Perhaps you have projects that get out of hand, too.

Which brings me to the other projects. The writing ones that also found themselves well begun but abandoned. Here is the backward glance:  the 2016 election was a sharp shock to me. But it wasn't the first. There have been the difficulty of finding a job and assorted concerns that finally coalesced into a single decision:  I'm not writing for anyone else. I've been a member of writing groups for years and I used to be better about submissions. Now, though, I realize that I want to make art that speaks to the people closest to me--to my family, to a few friends--and the memory books speak to that, as does the few writing projects that I'm keeping for this year. Here is the glance forward:  2018 is the year that I want to be able to return gifts I received with interest, novellas for reaching out, flash collections for the peace that I received from the parks before Harvey washed them away.
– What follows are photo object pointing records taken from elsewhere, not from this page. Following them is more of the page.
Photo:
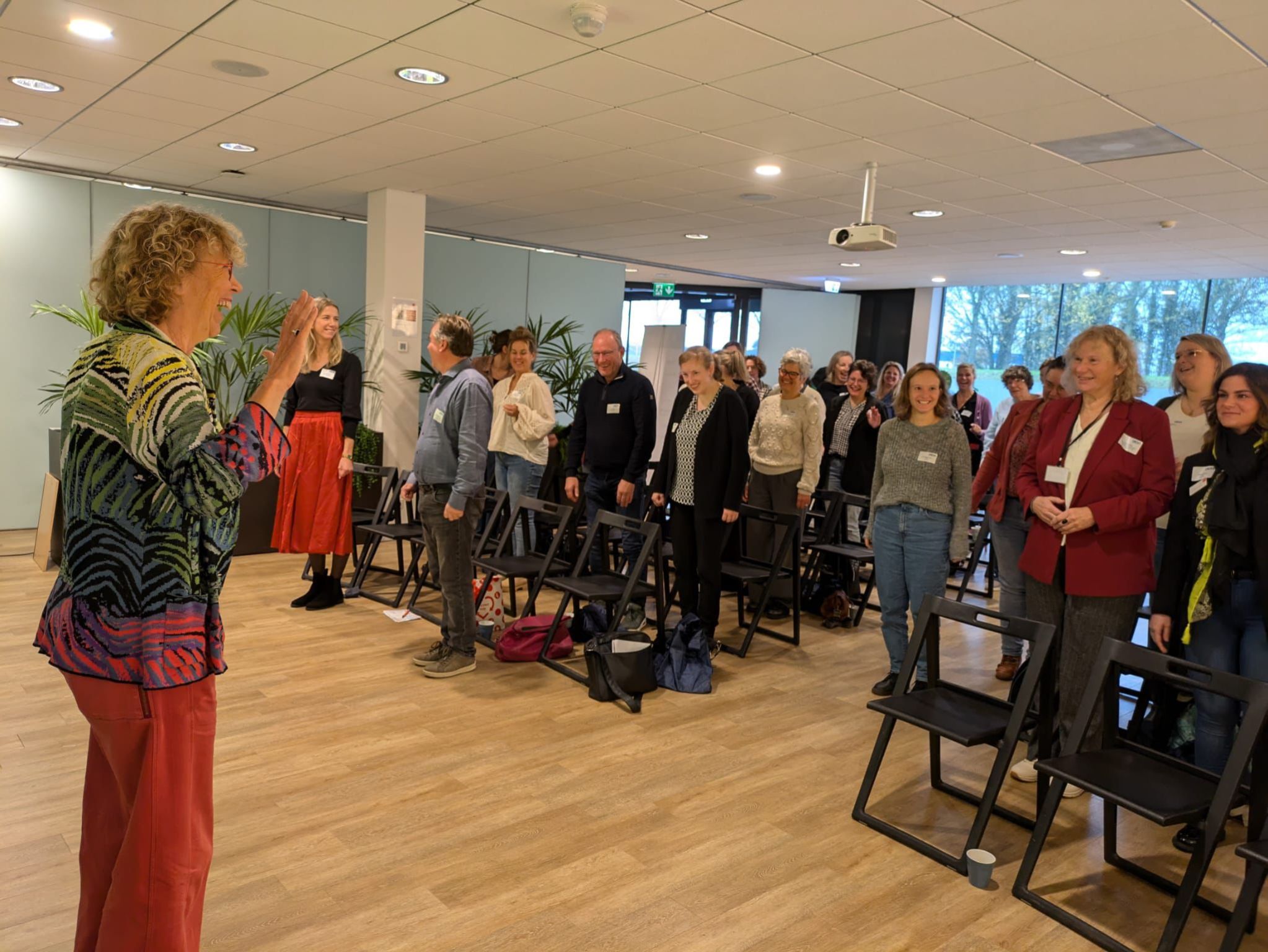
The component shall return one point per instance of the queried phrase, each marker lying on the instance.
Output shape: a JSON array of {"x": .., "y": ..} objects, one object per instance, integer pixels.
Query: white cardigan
[{"x": 524, "y": 435}]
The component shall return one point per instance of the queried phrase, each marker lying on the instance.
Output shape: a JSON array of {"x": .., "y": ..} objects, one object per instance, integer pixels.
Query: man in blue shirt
[{"x": 449, "y": 478}]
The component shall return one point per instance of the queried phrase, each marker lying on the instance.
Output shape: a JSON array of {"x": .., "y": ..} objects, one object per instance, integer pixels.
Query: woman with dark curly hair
[{"x": 151, "y": 488}]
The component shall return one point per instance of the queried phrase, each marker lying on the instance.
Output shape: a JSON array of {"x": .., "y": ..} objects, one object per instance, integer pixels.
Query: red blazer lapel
[{"x": 1111, "y": 430}]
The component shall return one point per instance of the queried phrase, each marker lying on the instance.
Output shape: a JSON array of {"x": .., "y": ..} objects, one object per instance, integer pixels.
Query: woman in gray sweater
[{"x": 920, "y": 509}]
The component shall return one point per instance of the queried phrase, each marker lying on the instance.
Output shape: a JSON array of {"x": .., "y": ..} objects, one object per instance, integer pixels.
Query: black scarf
[{"x": 1233, "y": 497}]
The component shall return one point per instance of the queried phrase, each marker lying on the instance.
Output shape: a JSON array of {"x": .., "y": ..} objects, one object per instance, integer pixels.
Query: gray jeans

This year, I want to work through from the beginning to the end and I want to be able to reach this in-between, lame duck week of 2018 with memories of connection rather than endless, mouse-wheel project anxiety. I am thankful, grateful, every day for the people who gave my writing their time and attention and it may be that this is a slow turn back toward a more familiar track. For now, I am thinking about blankets and hot cocoa and a hard freeze that breaks one year from another. About looking forward and glancing back. And about whether or not any of this can be captured in a photo, embellished with stickers, and placed in a memory book for 2018.